The Canes were 35-31-16 with Bill Peters as coach and finished sixth in the Metro Division with 86 points, 10 points out of playoff position. Jeff Skinner was the team’s leading scorer with 51 points, and the Canes had three players with 20 or more goals: Skinner (28), Victor Rask (21) and Jordan Staal (20).
The Canes traded away their captain, Eric Staal. The roster included Riley Nash, Chris Terry, Ryan Murphy, Andrej Nestrasil and Brad Malone. The goalie: Cam Ward and Eddie Lack.
At the exit interviews in April 2016, defenseman Justin Faulk said, “This is not a place we want to be, and we’ve been here for a while and it’s tough.”
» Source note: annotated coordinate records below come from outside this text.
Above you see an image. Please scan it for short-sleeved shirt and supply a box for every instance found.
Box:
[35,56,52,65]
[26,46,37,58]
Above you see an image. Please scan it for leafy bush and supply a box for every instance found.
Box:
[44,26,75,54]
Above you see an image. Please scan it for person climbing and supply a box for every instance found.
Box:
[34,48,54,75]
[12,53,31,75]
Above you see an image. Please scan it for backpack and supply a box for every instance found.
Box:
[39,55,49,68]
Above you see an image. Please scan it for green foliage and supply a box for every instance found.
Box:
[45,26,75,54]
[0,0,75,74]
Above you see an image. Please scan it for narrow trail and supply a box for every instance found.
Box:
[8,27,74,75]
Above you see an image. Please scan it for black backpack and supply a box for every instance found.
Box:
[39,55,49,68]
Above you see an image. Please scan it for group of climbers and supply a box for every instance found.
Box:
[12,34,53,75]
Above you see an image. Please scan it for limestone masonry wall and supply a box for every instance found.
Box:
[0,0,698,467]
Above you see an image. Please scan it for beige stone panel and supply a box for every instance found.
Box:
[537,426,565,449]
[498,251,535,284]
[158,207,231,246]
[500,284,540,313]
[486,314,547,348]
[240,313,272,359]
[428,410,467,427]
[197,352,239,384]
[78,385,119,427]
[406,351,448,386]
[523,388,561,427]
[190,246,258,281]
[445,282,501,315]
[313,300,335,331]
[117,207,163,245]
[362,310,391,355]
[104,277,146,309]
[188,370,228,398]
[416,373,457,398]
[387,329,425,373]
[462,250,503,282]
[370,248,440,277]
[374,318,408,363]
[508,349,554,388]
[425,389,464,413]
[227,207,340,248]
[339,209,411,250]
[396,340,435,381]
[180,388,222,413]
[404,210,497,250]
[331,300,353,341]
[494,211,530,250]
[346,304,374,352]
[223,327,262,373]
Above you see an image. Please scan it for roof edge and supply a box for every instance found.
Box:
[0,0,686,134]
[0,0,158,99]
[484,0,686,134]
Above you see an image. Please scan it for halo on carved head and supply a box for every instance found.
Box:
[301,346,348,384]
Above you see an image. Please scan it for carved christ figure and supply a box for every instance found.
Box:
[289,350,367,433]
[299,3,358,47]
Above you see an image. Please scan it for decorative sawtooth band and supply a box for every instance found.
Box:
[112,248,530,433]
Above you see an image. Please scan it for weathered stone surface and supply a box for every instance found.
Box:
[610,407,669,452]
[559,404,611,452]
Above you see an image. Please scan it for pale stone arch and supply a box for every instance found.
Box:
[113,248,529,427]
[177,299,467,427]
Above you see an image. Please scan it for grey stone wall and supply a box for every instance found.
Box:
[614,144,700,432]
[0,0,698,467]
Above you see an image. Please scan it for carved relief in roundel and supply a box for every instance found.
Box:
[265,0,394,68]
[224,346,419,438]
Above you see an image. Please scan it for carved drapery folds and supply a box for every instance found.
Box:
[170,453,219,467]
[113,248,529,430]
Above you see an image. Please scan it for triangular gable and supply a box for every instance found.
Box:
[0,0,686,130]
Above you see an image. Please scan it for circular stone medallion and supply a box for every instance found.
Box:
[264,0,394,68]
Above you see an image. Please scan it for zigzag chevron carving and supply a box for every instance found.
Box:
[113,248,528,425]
That Canes team also had two rookie defensemen in the lineup for much of that season: Slavin and Brett Pesce. The Canes also had another rookie D-man, 19-year-old Noah Hanifin, and the threesome played a combined 211 games.
“That doesn’t happen, it’s unbelievable,” Peters said then of playing three rookies on the back end.
As the Hurricanes prepare for the 2025-26 season, so much has changed: ownership, management, head coach, rosters. expectations. The questions now are more about the makeup of the team, the system used by Brind’Amour, and whether it translates to the grind and demands of the Stanley Cup playoffs.
“Everybody talks about it as ‘our style, our style,’ and you look at the way Florida plays,” forward Jordan Martinook said. “We play very similar to that. If they can win that way, I think we can win playing that way.”
Some in the national media called the Canes’ play “boring” this season.. Canes captain Jordan Staal disagreed.
“The idea that we’re boring ... I mean we’re literally chasing pucks all game long and we’re not sitting back and it’s a fun game,” Stall said. “If you step in the Carolina Hurricanes building and watch the game, you won’ t be bored.”